Für die in der Kategorie „Musical“ angetretene Sängerin Wêndênso Habibou Bernice Schulze aus Lutherstadt Wittenberg war der Wettbewerb eine Herausforderung: „Ich dachte, ich komme nicht weiter, aber als ich es erfahren habe, war ich so stolz auf mich.“ Dass der Wettbewerb ganz besondere Momente schafft, durfte die Dreizehnjährige in verschiedenen Bereichen erfahren: „Ich konnte sehen, wie sich andere Musikschüler:innen auf den Wettbewerb vorbereiten, hatte das erste Mal Tanzunterricht, konnte von einem Profi am Klavier begleitet werden und durch die Gespräche konnte ich erfahren, was ich besser machen kann. Ausdauer beim Singen hat es mir auch gebracht.“ Angesprochen auf gute und nicht so gute Momente während des Wettbewerbs und der Vorbereitung darauf sagte die Mezzosopranistin: „Ich musste wirklich sehr viel proben und das Warten auf die Ergebnisse war echt schlimm. Das Schönste war, ich war sehr erleichtert, als ich endlich fertig war, und ich konnte mit meiner Lehrerin über persönliche Dinge reden.“
Annika Poltersdorf trat in den Kategorien Blockflöte solo und Oboe solo (jeweils mit Klavierbegleitung) an. Die fünfzehnjährige Hallenserin stellt für sich fest, dass ihr der Wettbewerb in vielerlei Hinsicht etwas gebracht hat: „Die Motivation für das gleiche Stück über lange Zeit zu behalten, ist eine Herausforderung. Außerdem entwickelt man einen Fokus, hat ein Ziel vor Augen. Auch die intensive Arbeit an Stücken, das bessere Verständnis für die Musik haben mich vorangebracht“. Ein Effekt des Wettbewerbs ist auch, sich mit neuen Spieltechniken auseinanderzusetzen: Für ein Wettbewerbsstück von Georg Friedrich Händel hat Annika die Doppelzungentechnik auf der Oboe gelernt, die es ihr ermöglicht, durch zweifaches Anstoßen des Doppelrohrblatts mit der Zunge noch schneller hintereinander Töne in Läufen oder Staccato-Abschnitten zu spielen.
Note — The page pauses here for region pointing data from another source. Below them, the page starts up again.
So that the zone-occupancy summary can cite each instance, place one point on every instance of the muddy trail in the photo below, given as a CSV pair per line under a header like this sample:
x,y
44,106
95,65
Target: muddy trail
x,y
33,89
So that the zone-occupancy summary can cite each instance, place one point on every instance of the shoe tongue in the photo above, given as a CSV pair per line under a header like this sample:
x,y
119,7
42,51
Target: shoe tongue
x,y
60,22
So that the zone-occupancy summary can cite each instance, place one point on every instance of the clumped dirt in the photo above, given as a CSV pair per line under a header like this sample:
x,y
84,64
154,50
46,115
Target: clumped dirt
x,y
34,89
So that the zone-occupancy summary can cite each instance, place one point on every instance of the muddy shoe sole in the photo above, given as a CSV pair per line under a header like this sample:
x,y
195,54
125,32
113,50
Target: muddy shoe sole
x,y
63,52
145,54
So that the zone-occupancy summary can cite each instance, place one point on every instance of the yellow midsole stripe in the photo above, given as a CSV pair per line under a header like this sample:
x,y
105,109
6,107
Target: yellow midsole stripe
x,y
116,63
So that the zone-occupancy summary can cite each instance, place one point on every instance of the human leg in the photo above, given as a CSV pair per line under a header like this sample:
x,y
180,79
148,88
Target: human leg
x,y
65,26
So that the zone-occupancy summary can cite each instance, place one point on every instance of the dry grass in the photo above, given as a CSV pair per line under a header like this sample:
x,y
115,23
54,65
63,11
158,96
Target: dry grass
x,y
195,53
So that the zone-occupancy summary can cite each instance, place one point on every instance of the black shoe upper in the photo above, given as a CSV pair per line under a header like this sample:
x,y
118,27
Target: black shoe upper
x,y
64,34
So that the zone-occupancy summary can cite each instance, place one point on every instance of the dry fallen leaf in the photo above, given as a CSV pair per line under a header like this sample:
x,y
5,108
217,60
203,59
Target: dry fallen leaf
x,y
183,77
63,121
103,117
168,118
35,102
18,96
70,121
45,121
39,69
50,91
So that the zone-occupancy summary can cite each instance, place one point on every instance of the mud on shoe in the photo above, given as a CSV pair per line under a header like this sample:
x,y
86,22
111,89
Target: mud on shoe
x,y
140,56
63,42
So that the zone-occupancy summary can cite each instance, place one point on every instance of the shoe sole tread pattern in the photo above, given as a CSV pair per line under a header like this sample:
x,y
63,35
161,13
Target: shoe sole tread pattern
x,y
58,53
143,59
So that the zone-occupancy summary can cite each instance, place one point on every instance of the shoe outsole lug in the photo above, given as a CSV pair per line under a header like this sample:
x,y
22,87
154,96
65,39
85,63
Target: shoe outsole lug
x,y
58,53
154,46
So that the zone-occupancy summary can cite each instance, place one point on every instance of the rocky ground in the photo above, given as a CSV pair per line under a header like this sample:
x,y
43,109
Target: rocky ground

Neben den technischen Anforderungen eines Wettbewerbsauftrittes gibt es auch soziale. Die Konkurrenzsituation untereinander kann von unterschiedlichen Personen positivPositiv 1. Kleineres Teilwerk einer Orgel, das zur Ergänzung des Hauptwerkes dient. 2. Kleine selbstständige Orgel mit einem Manual. oder negativ wahrgenommen werden. Für Annika war es keine negative: „Meine Freundin ist in der gleichen Kategorie wie ich angetreten, da gab es kein Konkurrenzdenken. Wir haben uns miteinander gefreut.“

Die beiden Schwestern Elina und Emilia Scheller traten in der Kategorie Klavier vierhändig an. Die beiden Wittenbergerinnen sind 8 und 13 Jahre alt und traten in einer Kategorie an. „Im Regionalwettbewerb haben sie gute Leistungen erbracht, aber wir hatten nicht erwartet, dass sie so viel Erfolg haben werden“, fasst ihre Mutter Irina Kibardina zusammen. Die Probensituationen wurden im Vorfeld natürlich enorm erleichtert, da die beiden Mädchen zuhause zusammen üben konnten, und nicht für Proben weitere Termine mit anderen Wettbewerbsteilnehmer:innen ausmachen mussten. Kurz vor dem Landeswettbewerb gab es dann noch eine weitere Hürde zu nehmen: Das Probespiel in der Musikschule fand erst um 19 Uhr statt. „Das war wirklich spät für die Mädchen, da konnten sie sich nicht so gut präsentieren; zum Glück war der Landeswettbewerb tagsüber angesetzt“, erzählte Frau Kibardina dem Musikland.

Aus dem Altmarkkreis kamen acht Musiker:innen zu einer außergewöhnlichen Besetzung zusammen: sie spielten in einem Streichoktett. So ungewöhnlich diese Besetzung ist, so wenig Literatur gibt es für sie. Die Jugendlichen zu gemeinsamen Proben zusammenzubringen, war aus organisatorischer Sicht nicht leicht: Ein Probenort musste gefunden werden, außerdem Termine für das gemeinsame Musizieren. In der Kategorie „Besondere Besetzungen“ konnte sich das Streichoktett mit keinem anderen messen. Trotzdem war es eine interessante Erfahrung für alle Teilnehmenden.
Nach den Begegnungen während des Landeswettbewerbs geht es für einige Preisträger:innen weiter zum Bundeswettbewerb.